Servicers that took part in the 2012 National Mortgage Settlement have since distributed $50.63 billion in relief to more than 620,000 homeowners, Joseph Smith, the independent monitor overseeing the Office of Mortgage Settlement Oversight reported Tuesday.

That figure includes both consumer relief and modifications for active first-lien mortgages.

The Department of Housing released an update on the $25 billion mortgage servicing settlement that established national servicing guidelines for the country's five largest servicers in 2012.

The settlement stipulated a series of relief measures, established national servicing guidelines while pushing for more aid to troubled borrowers in the form of principal reductions and loan modifications.

Monitor Joseph Smith estimates homeowners received roughly $81,000 per borrower as part of the consumer relief efforts deployed.

"One year in, it is clear that this historic settlement is making a profound difference on lives and communities. We have far surpassed expectations in our efforts to assist struggling Americans," said HUD Secretary Shaun Donovan.

"The Monitor’s latest update reaffirms a simple truth: that large-scale principal reduction is an important tool in preventing foreclosures. We look forward to reviewing the Monitor’s compliance reports next month.  We will also continue to keep a close eye on the banks to ensure they live up to their end of the deal when completing their consumer relief."

For its part, JP Morgan Chase reports helping 126,000 homeowners.

In a press statement, JP Morgan Chase (JPM) said it provided $11 billion in total mortgage relief in just 13 months, this includes all of its mortgage relief efforts.

"We worked very hard to help homeowners as quickly as possible,” said Kevin Watters, Chief Executive Officer of Mortgage Banking.

JPMorgan forgave $2.9 billion in principal on first-lien mortgages and provided refinancing on $3 billion of loans to underwater borrowers who were current on their mortgage.

The average first mortgage principal reduction is $121,000 at JPMorgan, compared to $160,000 at Bank of America.

Bank of America (BAC) completed and approved assistance to about 320,000 customers totaling $29.2 billion in aggregate relief across all settlement programs.

Nearly 46,500 additional homeowners who are making timely payments on loan balances that exceed the current value of the property have received offers of life-of-loan interest rate reductions to lower their monthly costs, the lender said in a statement.

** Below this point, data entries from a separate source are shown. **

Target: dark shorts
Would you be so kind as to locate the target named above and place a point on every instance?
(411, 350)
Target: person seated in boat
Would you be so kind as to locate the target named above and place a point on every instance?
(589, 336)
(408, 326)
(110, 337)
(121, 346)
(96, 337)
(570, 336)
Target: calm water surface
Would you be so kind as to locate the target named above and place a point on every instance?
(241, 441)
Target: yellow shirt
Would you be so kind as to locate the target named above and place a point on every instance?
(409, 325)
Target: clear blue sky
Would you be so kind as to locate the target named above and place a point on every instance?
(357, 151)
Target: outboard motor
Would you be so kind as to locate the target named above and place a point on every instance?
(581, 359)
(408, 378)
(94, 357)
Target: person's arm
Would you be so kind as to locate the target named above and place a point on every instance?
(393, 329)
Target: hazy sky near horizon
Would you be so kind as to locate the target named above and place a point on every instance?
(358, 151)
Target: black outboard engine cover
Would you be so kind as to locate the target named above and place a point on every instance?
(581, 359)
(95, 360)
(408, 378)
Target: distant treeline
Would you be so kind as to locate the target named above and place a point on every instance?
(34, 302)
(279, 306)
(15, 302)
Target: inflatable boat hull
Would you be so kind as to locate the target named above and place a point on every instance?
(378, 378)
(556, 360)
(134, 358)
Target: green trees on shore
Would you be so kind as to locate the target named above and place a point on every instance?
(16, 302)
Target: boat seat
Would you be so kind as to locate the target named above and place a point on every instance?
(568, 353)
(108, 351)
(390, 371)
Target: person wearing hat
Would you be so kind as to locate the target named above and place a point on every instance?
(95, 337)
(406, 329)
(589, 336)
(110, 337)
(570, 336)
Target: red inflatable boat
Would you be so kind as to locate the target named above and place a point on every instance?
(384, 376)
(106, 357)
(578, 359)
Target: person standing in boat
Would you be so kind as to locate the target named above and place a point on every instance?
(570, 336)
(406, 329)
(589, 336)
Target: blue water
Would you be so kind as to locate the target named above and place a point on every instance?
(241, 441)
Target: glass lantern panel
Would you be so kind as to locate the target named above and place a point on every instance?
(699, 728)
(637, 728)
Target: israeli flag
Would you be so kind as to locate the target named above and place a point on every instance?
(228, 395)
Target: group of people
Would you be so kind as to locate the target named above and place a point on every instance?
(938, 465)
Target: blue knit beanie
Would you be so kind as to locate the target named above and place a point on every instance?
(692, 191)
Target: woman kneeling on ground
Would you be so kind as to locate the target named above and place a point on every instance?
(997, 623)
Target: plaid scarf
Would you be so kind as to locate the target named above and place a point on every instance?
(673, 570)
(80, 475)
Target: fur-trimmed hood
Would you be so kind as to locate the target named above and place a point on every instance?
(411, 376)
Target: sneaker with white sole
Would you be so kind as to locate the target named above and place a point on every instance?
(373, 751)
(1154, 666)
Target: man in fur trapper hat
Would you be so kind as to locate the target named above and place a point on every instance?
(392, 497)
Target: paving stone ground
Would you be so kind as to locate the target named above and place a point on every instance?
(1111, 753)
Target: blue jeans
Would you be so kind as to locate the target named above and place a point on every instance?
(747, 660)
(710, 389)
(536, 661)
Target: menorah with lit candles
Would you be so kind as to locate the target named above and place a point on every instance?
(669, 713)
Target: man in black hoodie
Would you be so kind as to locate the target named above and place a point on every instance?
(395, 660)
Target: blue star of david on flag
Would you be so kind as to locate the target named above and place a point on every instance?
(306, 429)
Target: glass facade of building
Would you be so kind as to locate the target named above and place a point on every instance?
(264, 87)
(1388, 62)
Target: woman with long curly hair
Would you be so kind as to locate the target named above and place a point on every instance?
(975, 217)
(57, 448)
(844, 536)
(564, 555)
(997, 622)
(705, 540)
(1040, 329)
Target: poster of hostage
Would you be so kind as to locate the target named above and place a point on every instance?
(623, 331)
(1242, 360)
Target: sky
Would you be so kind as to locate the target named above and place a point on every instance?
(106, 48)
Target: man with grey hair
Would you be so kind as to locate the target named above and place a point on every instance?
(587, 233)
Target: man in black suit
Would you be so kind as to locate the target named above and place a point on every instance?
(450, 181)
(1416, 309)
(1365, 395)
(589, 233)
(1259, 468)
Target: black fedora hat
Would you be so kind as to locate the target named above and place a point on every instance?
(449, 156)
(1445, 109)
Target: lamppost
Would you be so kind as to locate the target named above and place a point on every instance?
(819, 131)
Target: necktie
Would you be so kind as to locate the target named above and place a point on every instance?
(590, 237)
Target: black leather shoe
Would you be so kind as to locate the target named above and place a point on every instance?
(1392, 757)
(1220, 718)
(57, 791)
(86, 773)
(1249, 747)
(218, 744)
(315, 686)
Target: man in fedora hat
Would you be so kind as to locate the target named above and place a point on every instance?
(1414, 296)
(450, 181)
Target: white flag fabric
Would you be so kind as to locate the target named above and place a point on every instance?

Since the settlement took effect on March 1, 2012, approximately 387,000 borrowers have received either a loan modification, an extinguishment or refinancing assistance, Smith said. These relief measures alone represented $29.2 billion of the total aid granted—the equivalent of $75,438 per borrower.

In addition, about 92,599 borrowers completed a first-lien modification, accounting for $10.13 billion in principal forgiveness.

Second-lien modifications and extinguishments also benefited 206,727 borrowers contributing $14.193 billion in relief, with the average relief amount hitting $68,655 for second-lien holders.

The settlement monitor says the data is self-reported by the banks and is not credited under the national settlement until each bank requests a formal review from the monitor’s office. To date, only ResCap, formerly GMAC, has received credit for its relief expenditures.